Trust Deeds: Private Money Lending

Private Money Lending Trust Deeds

Private Money Lending Trust Deeds

Private money lending is a non-institutionalized, short-term real estate funding opportunity that uses the protective equity of the property as collateral for the loan.

There are a number of professional companies that specialize in providing loans that may not be available through traditional lenders. In other words, they obtain money from a variety of sources for trust deed investments. Sometimes the funds for “hard money lending” as it is sometimes called come from individual investors. Other times the money is obtained through hedge funds, IRAs, trusts, pension plans and REITs among others.

Borrowers who fail to qualify for the guidelines of a conventional loan from a bank require private money lending. Although an investor’s credit and income may be sufficient according to traditional guidelines, the classification of a trust deed loan as “sub prime” prevents the lender from granting the loan. Thus private money lending provides an attractive and reasonable solution with more lending options.

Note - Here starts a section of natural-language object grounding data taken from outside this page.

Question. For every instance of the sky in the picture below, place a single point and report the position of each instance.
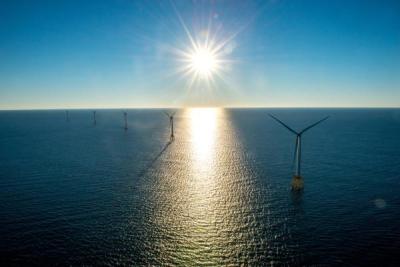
(134, 54)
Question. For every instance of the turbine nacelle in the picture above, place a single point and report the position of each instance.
(297, 182)
(171, 123)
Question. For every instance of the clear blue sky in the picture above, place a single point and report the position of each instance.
(110, 54)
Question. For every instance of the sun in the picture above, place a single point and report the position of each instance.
(203, 62)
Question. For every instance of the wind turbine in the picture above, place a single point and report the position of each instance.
(126, 120)
(297, 182)
(94, 117)
(171, 123)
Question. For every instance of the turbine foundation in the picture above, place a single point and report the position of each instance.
(297, 183)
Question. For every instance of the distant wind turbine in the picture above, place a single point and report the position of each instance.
(126, 121)
(94, 117)
(171, 123)
(297, 182)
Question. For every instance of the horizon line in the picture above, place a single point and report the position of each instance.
(188, 107)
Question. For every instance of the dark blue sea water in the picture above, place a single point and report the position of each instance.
(74, 193)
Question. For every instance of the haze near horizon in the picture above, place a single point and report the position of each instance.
(133, 54)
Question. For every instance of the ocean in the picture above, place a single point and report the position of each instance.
(75, 193)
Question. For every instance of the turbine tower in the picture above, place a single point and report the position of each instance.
(171, 123)
(126, 121)
(297, 182)
(94, 118)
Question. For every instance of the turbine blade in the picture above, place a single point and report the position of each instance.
(313, 125)
(284, 125)
(295, 153)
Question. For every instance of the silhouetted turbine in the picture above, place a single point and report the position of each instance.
(126, 121)
(171, 123)
(94, 118)
(297, 182)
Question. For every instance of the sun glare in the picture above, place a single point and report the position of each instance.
(203, 62)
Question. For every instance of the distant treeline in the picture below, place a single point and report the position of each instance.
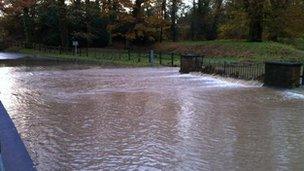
(99, 23)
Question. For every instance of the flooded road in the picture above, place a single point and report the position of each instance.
(91, 118)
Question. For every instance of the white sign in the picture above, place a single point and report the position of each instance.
(75, 43)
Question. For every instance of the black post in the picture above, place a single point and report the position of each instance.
(129, 54)
(303, 75)
(172, 58)
(160, 60)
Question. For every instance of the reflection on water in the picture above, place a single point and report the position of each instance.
(149, 119)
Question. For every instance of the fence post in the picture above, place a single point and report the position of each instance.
(129, 55)
(225, 67)
(151, 57)
(303, 75)
(160, 58)
(172, 58)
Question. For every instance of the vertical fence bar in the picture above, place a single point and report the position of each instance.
(303, 75)
(129, 55)
(172, 58)
(160, 58)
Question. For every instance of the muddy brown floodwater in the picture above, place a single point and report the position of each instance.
(93, 118)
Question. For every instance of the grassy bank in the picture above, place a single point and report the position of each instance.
(238, 50)
(215, 51)
(102, 57)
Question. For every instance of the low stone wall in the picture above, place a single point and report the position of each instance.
(284, 75)
(190, 63)
(13, 152)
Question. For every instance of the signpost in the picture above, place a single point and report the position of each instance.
(75, 44)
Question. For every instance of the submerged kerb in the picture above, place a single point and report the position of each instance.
(13, 152)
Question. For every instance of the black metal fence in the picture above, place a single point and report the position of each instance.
(240, 70)
(127, 56)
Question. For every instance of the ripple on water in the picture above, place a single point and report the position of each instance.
(152, 119)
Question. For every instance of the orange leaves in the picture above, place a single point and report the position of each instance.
(16, 6)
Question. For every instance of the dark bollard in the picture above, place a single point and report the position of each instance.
(282, 74)
(190, 63)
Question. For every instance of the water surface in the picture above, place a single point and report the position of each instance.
(91, 118)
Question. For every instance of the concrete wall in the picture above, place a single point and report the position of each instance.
(190, 63)
(284, 75)
(13, 152)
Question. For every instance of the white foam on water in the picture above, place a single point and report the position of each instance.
(217, 81)
(293, 95)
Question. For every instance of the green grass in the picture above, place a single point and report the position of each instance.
(96, 56)
(232, 50)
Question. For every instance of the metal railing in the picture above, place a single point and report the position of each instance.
(108, 55)
(240, 70)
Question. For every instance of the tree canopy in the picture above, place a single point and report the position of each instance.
(98, 23)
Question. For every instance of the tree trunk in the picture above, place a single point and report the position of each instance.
(62, 23)
(255, 29)
(173, 21)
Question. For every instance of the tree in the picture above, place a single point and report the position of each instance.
(255, 12)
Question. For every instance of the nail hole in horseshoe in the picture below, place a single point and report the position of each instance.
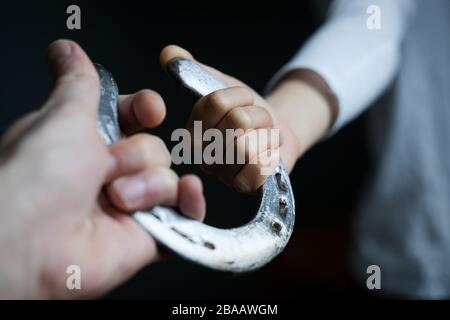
(209, 245)
(156, 216)
(182, 234)
(280, 182)
(276, 227)
(283, 207)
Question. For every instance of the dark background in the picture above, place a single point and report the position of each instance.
(245, 41)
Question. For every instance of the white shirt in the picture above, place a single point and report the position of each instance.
(404, 220)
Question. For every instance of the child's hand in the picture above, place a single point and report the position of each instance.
(237, 107)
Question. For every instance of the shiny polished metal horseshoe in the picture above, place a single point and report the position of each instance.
(237, 249)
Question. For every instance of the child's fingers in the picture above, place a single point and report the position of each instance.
(213, 107)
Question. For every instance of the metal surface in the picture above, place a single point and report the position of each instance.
(238, 249)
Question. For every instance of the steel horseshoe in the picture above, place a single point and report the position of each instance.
(240, 249)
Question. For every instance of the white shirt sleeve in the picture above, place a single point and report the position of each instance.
(357, 63)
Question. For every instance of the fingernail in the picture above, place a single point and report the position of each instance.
(131, 191)
(111, 163)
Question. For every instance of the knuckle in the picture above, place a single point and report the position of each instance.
(238, 118)
(217, 101)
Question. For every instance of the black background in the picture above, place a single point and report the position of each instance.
(248, 41)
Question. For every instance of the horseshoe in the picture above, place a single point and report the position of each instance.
(240, 249)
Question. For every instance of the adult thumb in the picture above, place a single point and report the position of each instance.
(76, 87)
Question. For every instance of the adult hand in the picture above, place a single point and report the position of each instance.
(56, 211)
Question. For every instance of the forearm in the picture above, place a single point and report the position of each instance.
(306, 109)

Companies who handle the specific needs of a private loan solicit, underwrite, process and fund private money lending and are safe and reliable. Naturally you would be wise to choose a company with a sterling reputation, possibly recommended by other investors.

Not all lenders will offer the same services but all understand the complexities of a trust deed transaction and creative financing. In general they provide underwritten, direct loans for borrowers. Therefore, they fund the loan internally after assessing the risks personally, instead of outsourcing to retrieve information. In this manner the terms of the loan can be adjusted accordingly and the loan granted within hours instead of days or weeks once the application has been submitted.

Private money lending companies offer unique opportunities for investors. The loan is first secured with a deed of trust on real estate and supported with the borrower’s personal guarantee. A Title Insurance Company that is known nationwide with a good reputation is responsible for insuring the deed of trust. The borrower pays for any costs incurred in the process of underwriting, documenting or servicing the loan.

The decision to fund the loan is based on the amount of equity in the property. This is the first assessment an asset-based lender will make and if that requirement is met, then the borrower is analyzed—his integrity, ability to repay the loan and whether the project is a viable one.

An officer of the lending company will personally inspect the property before a final decision to grant the loan will be made. Property values and appraisals are often confirmed in house by using sales analysis through interviews by real estate brokers who know the area.

Individual investors comprise by far, the funds for the majority of loans granted by most non-institutional lending companies. Each investor is provided with details of the loan summary including the terms of the loan, property to be used as collateral and information about the borrower.

Investors are supported and assisted through every stage of the loan process; another attractive feature of trust deed investing.